Thursday, May 28, 2009

Captive Siamang's and Matching


I recently conducted another observational study; of Siamang's at Adelaide Zoo. Again this study was aimed at observing any imitative behaviour between mother and infant. I was priviledged to spend 3 days with these acrobats of the jungle! Despite losing one day of data due to an Orangutan escape, I was intrigued to find matching in Siamang's for a tiny infant only 3 months of age! These creatures continue to surprise me. It was much more difficult to keep up with them, given my ancient video camera! It was most interesting that I found the infant opening and closing its mouth spontaneously when the mother chewed on food.
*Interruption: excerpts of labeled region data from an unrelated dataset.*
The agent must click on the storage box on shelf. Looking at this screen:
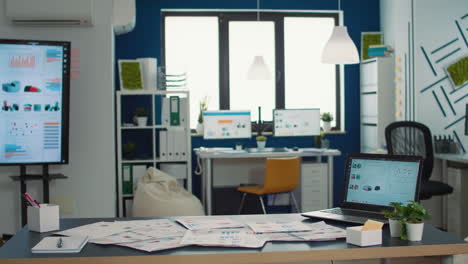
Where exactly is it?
[117,90,192,217]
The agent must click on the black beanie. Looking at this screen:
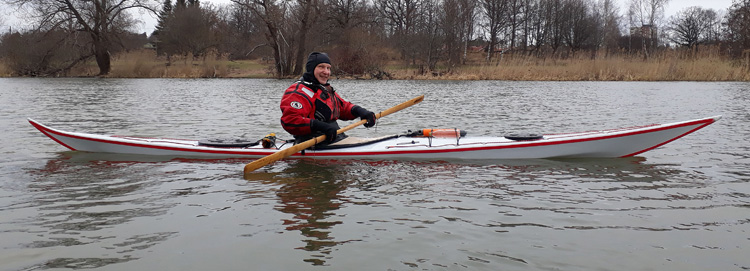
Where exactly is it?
[305,52,331,73]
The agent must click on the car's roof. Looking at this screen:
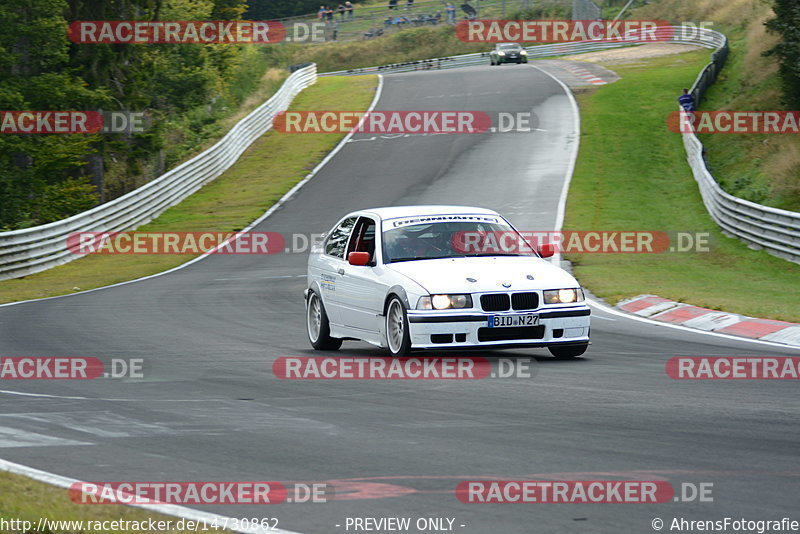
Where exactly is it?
[360,206,499,220]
This was a rare sight and only occured on 1 or 2 occasions. I would need to do a longer study to verify these findings. I hope to be replicating these studies again end of July, beginning of August! Keep posted.

Friday, May 1, 2009

Evidence of dancing in birds...


Despite this blog being predominantly relating to primates, last year I gave a presentation relating to the autopomorphy of humans being able to dance and keep to a beat. I did argue that no other species have been found to dance in tempo with a partner for recreation. I think part of this argument still stands as no other species do partner dance. However, there is new evidence that birds dance to the beat, so despite there being no evidence for partner dancing this is really an amazing discovery. Indeed, it is suggested that it is linked to vocal learning and mimicry. Is it absence of evidence or evidence of absence? Indeed, why would they need to partner dance, and is recreation potentially a human autopomorphy? It depends on how recreation is defined, indeed, this warrants an in-depth discussion beyond a blog post. Nevertheless, a great discussion point!